Click on the image above.
Right click on it and save it to your file.
Print that file out 8-1/2" x 11". Note the inch square block for reference.
Adjust the printed page size if necessary.
Add seams.

A & C - This block uses the same templates as Block 2 Amethyst. 

B - Cut 1 square 3-3/8" (3-5/16" if you use the 1/16th inch default in BlockBase.)

Cutting a 12" Block

For B cut a square 4-3/4"
If you want to string-piece those points the way it would have been done 100 years ago:

Cut 4 pieces of backing fabric or paper using template C. Do not add the seam allowance. Beginning at the larger end add random size "strings," narrow strips of fabric, until you've covered the triangle. Trim the edges to match the seam lines. Piece these triangles as you did on Block 2.

Kansas First Lady Stella Stubbs borrowed the Governor's car and driver to campaign in Topeka in 1912. The members of the Kansas Equal Suffrage Association are squiring a visiting speaker from the Kentucky Equal Rights Association, Laura Clay. Photo from the Kansas State Historical Society.
Read Martha Farnsworth's diary in print:
Marlene Springer and Haskell Springer, eds., Plains Woman: The Diary of Martha Farnsworth, 1882-1922 (Bloomington: Indiana University Press, 1986) Page 73
Or online at Kansas Memory.

Mrs. George Trout in Chicago
From the Library of Congress

The Illinois photos are from a 1911 article in the American Magazine
"Getting Out the Vote: An Account Of a Week's Automobile Campaign by Women Suffragists,"
By Helen M. Todd.

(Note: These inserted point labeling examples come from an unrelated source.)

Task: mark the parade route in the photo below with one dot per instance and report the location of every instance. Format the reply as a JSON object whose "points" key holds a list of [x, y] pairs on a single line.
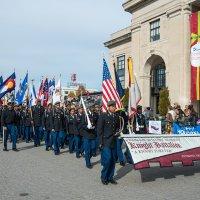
{"points": [[32, 173]]}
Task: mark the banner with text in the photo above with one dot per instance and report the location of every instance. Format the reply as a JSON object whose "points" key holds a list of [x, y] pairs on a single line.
{"points": [[163, 149]]}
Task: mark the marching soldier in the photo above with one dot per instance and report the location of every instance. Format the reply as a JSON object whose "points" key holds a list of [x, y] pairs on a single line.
{"points": [[108, 128], [72, 129], [79, 138], [38, 112], [48, 120], [58, 128], [139, 123], [8, 121], [27, 124], [119, 142], [96, 113], [89, 138]]}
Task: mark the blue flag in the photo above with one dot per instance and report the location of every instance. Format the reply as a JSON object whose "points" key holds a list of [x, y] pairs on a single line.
{"points": [[1, 80], [22, 90], [8, 85], [119, 87], [32, 99]]}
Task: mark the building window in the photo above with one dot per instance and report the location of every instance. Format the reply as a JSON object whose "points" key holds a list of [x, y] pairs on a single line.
{"points": [[155, 30], [158, 77], [121, 69]]}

Click here to read it at Google Books.
The University of Delaware owns a catalog with this observation about fashion and philosophy:  "The automobile has been a great factor in advancing the independence of woman. It may be that when universal suffrage happens we can place a goodly part of the credit to the automobile."


  1. I read the Plains Women, really liked the book.

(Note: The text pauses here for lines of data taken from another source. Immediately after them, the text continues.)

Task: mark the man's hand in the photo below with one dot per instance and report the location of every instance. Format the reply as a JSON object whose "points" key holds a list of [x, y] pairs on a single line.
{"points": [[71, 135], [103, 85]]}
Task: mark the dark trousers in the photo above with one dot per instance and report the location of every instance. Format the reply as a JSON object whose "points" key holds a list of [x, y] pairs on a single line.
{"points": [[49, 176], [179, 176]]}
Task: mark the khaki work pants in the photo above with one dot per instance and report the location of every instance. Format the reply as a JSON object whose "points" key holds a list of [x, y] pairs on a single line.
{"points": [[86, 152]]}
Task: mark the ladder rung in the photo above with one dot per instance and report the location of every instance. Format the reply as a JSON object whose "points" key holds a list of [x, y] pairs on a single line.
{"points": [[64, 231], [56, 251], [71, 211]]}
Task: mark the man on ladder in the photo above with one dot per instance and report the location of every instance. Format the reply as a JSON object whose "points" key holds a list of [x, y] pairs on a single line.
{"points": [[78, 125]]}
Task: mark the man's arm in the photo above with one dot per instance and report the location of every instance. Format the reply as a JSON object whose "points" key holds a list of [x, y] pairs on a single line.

  2. This is the same pattern as for block #3. Is this correct?

  3. Oops! Upon further reading I see that this is the same basic pattern. Sorry!

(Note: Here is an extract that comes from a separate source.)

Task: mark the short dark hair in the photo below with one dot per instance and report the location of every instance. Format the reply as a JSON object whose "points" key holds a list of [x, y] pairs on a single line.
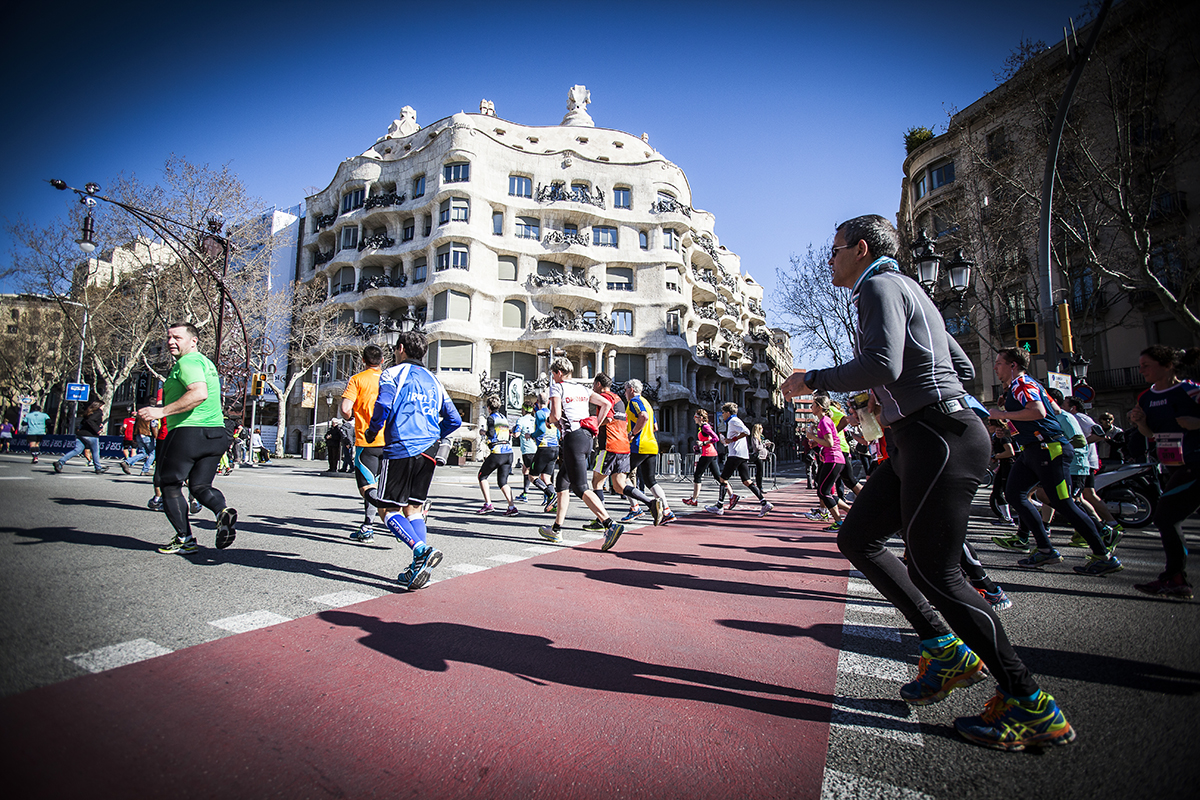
{"points": [[415, 344], [191, 329], [372, 355], [880, 235], [1019, 358]]}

  4. As a 20-year-old in 1916, my grandmother first learned how to drive on the rocky roads of Kansas. Her beau (and future husband) taught her. She records the hilarious account of her first driving attempt in her diary, which I include here:

  5. Barbara, I can't find a "contact me" link to click on your blogs. I know you'll be writing about the suffrage movement in other countries. A friend sent me this link and I thought you'd like to know about it.

  6. Barbara,
    Can't find a follow button for this blog. If you can add one, I (and others) can follow and your blog will show up on our blog sidebars.